Dans le cas de l’intimidation, par exemple, plutôt que de se limiter à placarder les murs d’affiches condamnant ces comportements, l’approche globale propose de réfléchir à ce qui amène l’intimidation et aux moyens de la prévenir. Entre autres choses, on sait que la présence passive d’un adulte à proximité d’une situation d’intimation peut en favoriser la répétition. Ce problème est courant dans les classes. Les études suggèrent, par ailleurs, que les jeunes n’ont plus confiance en leurs professeurs pour gérer ce type de situation. En travaillant la relation de confiance adulte-jeune, l’intimidation pourrait être prévenue d’une manière peut-être plus efficace que par une campagne publicitaire qui ne donne que de l’information. Les projets ciblés ne sont pas nécessairement mauvais mais, dans le cas de la prévention auprès des jeunes, les affiches et dépliants n’ont qu’un effet limité. Pour que la prévention auprès des jeunes soit efficace, il faut la faire autrement.

Des manques à combler

L’approche Écoles et milieux en santé met donc de l’avant l’importance d’agir globalement auprès des jeunes d’âge scolaire. Cette approche n’est pas nouvelle, du moins dans le discours. Ce qui est récent, c’est l’assignation d’une ressource dans les Centres de santé et de services sociaux (CSSS) pour la développer dans les pratiques de prévention et de promotion. La création du poste d’agent pivot démontre cette nouvelle volonté. Beaucoup de mesures actuelles proposées aux écoles s’inscrivent dans cette approche globale. Elle implique des actions qui tiennent compte de la relation Jeune-école-famille-communauté, par opposition aux approches ciblées.

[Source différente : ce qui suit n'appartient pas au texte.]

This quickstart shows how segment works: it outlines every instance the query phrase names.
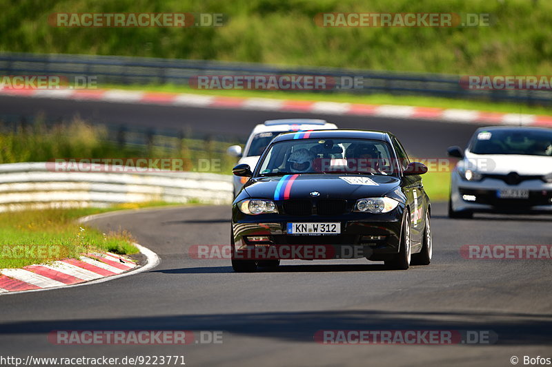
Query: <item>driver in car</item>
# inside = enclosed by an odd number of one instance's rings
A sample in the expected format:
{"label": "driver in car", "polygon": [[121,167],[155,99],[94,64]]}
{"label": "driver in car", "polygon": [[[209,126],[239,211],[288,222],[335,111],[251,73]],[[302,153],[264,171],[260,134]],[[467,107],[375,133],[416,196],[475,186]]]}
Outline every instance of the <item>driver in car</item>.
{"label": "driver in car", "polygon": [[308,172],[313,168],[315,154],[306,149],[297,149],[292,153],[288,159],[290,171],[301,174]]}

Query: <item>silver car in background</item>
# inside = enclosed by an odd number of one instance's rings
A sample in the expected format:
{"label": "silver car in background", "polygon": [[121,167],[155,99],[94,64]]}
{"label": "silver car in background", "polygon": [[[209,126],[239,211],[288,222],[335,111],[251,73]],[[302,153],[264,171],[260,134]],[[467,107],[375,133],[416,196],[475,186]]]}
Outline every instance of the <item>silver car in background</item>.
{"label": "silver car in background", "polygon": [[552,129],[477,129],[453,170],[450,218],[475,212],[552,213]]}
{"label": "silver car in background", "polygon": [[[248,165],[254,169],[261,157],[261,154],[275,136],[282,132],[300,132],[306,130],[326,130],[337,129],[335,124],[314,118],[286,118],[268,120],[255,127],[247,139],[243,152],[239,145],[232,145],[226,153],[232,156],[239,158],[237,164]],[[234,176],[234,196],[237,195],[241,187],[247,182],[246,177]]]}

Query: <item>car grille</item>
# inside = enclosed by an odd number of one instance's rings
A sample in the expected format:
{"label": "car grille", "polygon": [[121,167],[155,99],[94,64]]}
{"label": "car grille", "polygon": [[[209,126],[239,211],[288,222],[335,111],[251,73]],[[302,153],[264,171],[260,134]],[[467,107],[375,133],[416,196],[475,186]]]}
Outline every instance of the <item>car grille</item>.
{"label": "car grille", "polygon": [[284,211],[288,216],[310,216],[313,205],[310,200],[284,200]]}
{"label": "car grille", "polygon": [[321,200],[317,209],[319,216],[338,216],[345,212],[347,202],[339,199]]}
{"label": "car grille", "polygon": [[485,174],[483,175],[484,178],[495,178],[497,180],[502,180],[506,185],[520,185],[524,181],[529,181],[531,180],[540,180],[542,176],[520,176],[515,172],[510,172],[507,175],[499,174]]}
{"label": "car grille", "polygon": [[501,199],[497,197],[496,190],[460,189],[460,196],[473,195],[477,204],[486,204],[494,207],[509,207],[512,208],[529,208],[535,205],[549,205],[552,200],[552,191],[529,191],[528,199]]}
{"label": "car grille", "polygon": [[[312,216],[313,202],[310,200],[284,200],[284,211],[288,216]],[[342,199],[322,199],[316,202],[319,216],[339,216],[345,213],[347,201]]]}

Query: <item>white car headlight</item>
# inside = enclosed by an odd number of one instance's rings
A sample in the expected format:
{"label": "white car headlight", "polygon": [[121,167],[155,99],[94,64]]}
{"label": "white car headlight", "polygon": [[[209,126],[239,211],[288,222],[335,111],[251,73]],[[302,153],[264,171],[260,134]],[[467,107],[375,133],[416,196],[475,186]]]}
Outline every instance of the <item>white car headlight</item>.
{"label": "white car headlight", "polygon": [[398,201],[391,198],[366,198],[357,200],[354,211],[378,214],[389,212],[398,205]]}
{"label": "white car headlight", "polygon": [[240,202],[237,207],[241,213],[250,216],[278,212],[276,205],[272,200],[247,199]]}
{"label": "white car headlight", "polygon": [[460,177],[467,181],[480,181],[483,178],[483,175],[475,169],[465,169],[463,168],[459,168],[458,174],[460,175]]}

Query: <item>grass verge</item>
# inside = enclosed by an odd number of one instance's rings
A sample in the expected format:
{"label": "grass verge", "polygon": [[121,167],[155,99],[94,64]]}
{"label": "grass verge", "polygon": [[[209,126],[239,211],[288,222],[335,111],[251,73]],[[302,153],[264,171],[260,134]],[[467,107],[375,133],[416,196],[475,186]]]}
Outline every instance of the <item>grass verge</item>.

Malheureusement, dans la pratique, il est difficile d’appliquer cette approche. En effet, ces projets requièrent plus de temps pour, entre autres, mener un travail d’analyse des situations, prioriser les actions les plus pertinentes et évaluer les pratiques. Une première difficulté dans la mise en pratique concerne le manque d’outils d’intervention. L’approche Écoles et milieux en santé propose des outils prometteurs, mais leur validation engendre un décalage avec la réalité sur le terrain, d’où les réticences de certains intervenants face à sa mise en pratique.

De plus, il importe de prendre le temps de bien connaître les jeunes et leur situation. Pour que la prévention soit efficace, il est préférable d’offrir un renforcement des outils donnés aux jeunes, par exemple, en favorisant un retour sur ceux-ci par un autre intervenant. Or, dans un contexte où l’intervention est financée par projet, le temps manque pour ces réflexions et suivis d’envergure. Une approche globale nécessite de développer des partenariats pour réfléchir collectivement. Ce temps de concertation n’est que rarement comptabilisé dans les statistiques pour les intervenants dans les milieux institutionnels, tels que les CSSS. Pour inciter les intervenants à adopter cette approche, il faudrait mettre clairement dans les mandats un nombre d’heures allouées à la concertation entre intervenants et à l’accompagnement des jeunes.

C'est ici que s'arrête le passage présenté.